As shown in FIGS. 7-9, in an alternative embodiment of the present invention, retractable pads 90 and 92 are used to support the cushion in the area that would contact the bridge of the nose. The pads 90 and 92 are located beneath the cushion and may be saddle shaped to accommodate the bridge of the nose. Additional pads 96 may also be included to support other areas of the cushion.
The pads 90, 92, 96 extend from or retract into the frame 10. The pad 90,92, 96 are coupled to a stem 98, and the stem 98 is in geared communication with a wheel 100. Rotation of the wheel 100, translates the stem 98 causing it to extend from or retract into the frame 10. The pad 90, 92, 96 move in unison with the stem 98.
In another alternative embodiment shown in FIG. 10, the present invention is supplemented with physiological sensors to enable the monitoring of a patients physiological parameters during sleep. A monitoring band 110 is connected between the two base portions 61. The monitoring band 110 is positionable so that the sensors attached thereto are able to be optimally positioned. These sensors can include electroencephalogram (EEG), electromyogram (EMG), oximetry, and electrocardiogram (ECG). Furthermore, physiological sensors can be implemented in the strap 18. A thermistor 112 can also be connected to the frame 10 to detect air leaks and mouth breathing.
While the subject invention has been described with reference to several embodiments thereof, those skilled in the art wilt recognize various changes that may be made without departing from the spirit and scope of the claimed invention. Accordingly, this invention is not limited to what is shown in the drawings and described in the specification. Any numbering or ordering of elements in the following claims is merely for convenience and is not intended to suggest that the ordering of the elements of the claims has any particular significance.

Claims

1. A breathing mask comprising:

a frame having an aperture extending therethrough and interfacing surfaces on opposite longitudinal ends;

a connector having an interfacing portion complementary to the interfacing surfaces on the frame and an angle adjustment mechanism; and

a strap coupled to the angle adjustment mechanism.
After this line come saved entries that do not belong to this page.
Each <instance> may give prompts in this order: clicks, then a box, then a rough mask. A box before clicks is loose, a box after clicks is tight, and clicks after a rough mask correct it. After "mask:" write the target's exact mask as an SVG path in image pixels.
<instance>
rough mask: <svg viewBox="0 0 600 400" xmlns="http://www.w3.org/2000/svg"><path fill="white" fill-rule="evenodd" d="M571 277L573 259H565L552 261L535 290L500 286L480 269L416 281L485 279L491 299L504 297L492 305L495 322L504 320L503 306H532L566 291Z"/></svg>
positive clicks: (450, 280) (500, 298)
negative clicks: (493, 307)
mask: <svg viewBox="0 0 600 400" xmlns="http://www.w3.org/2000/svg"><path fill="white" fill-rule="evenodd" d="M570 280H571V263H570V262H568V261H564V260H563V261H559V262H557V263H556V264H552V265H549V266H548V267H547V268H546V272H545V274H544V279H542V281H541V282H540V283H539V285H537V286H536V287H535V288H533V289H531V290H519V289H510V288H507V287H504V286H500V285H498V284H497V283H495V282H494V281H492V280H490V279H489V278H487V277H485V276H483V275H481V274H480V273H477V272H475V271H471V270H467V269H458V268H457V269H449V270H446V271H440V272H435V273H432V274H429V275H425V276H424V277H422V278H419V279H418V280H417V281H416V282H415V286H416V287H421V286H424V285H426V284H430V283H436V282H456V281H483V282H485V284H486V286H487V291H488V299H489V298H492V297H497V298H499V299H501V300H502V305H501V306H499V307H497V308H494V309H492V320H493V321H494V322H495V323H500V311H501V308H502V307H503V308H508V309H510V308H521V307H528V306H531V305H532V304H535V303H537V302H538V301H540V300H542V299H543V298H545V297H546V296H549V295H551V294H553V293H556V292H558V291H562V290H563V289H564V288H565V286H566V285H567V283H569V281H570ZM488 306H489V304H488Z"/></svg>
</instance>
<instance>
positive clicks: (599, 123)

2. The mask of claim 1, wherein the angle adjustment mechanism includes a first plate and a second plate coupled to each other by a pivot, the first and second plate each have opposing interlocking surfaces, and wherein the strap is connected to the second plate enabling the angle of the strap relative to the frame to vary.

3. The mask of claim 1, wherein the interfacing portion of the connector includes a tongue portion and a cantilevered clip portion, and wherein the interfacing surface on the frame is adapted to mate with the interfacing portion.

4. The mask of claim 1, and further comprising a hose connector coupling a hose to the frame such that the hose is free to rotate about the frame.

5. The mask of claim 1, and further comprising a headgear coupled to the strap, and wherein the headgear pivots relative to the strap.

6. The mask of claim 1, wherein the strap has an EMG sensor attached thereto.

7. The mask of claim 1, and further comprising a double walled cushion coupled to the frame.

8. The breathing mask of claim 1, and further comprising a thermistor coupled to the frame.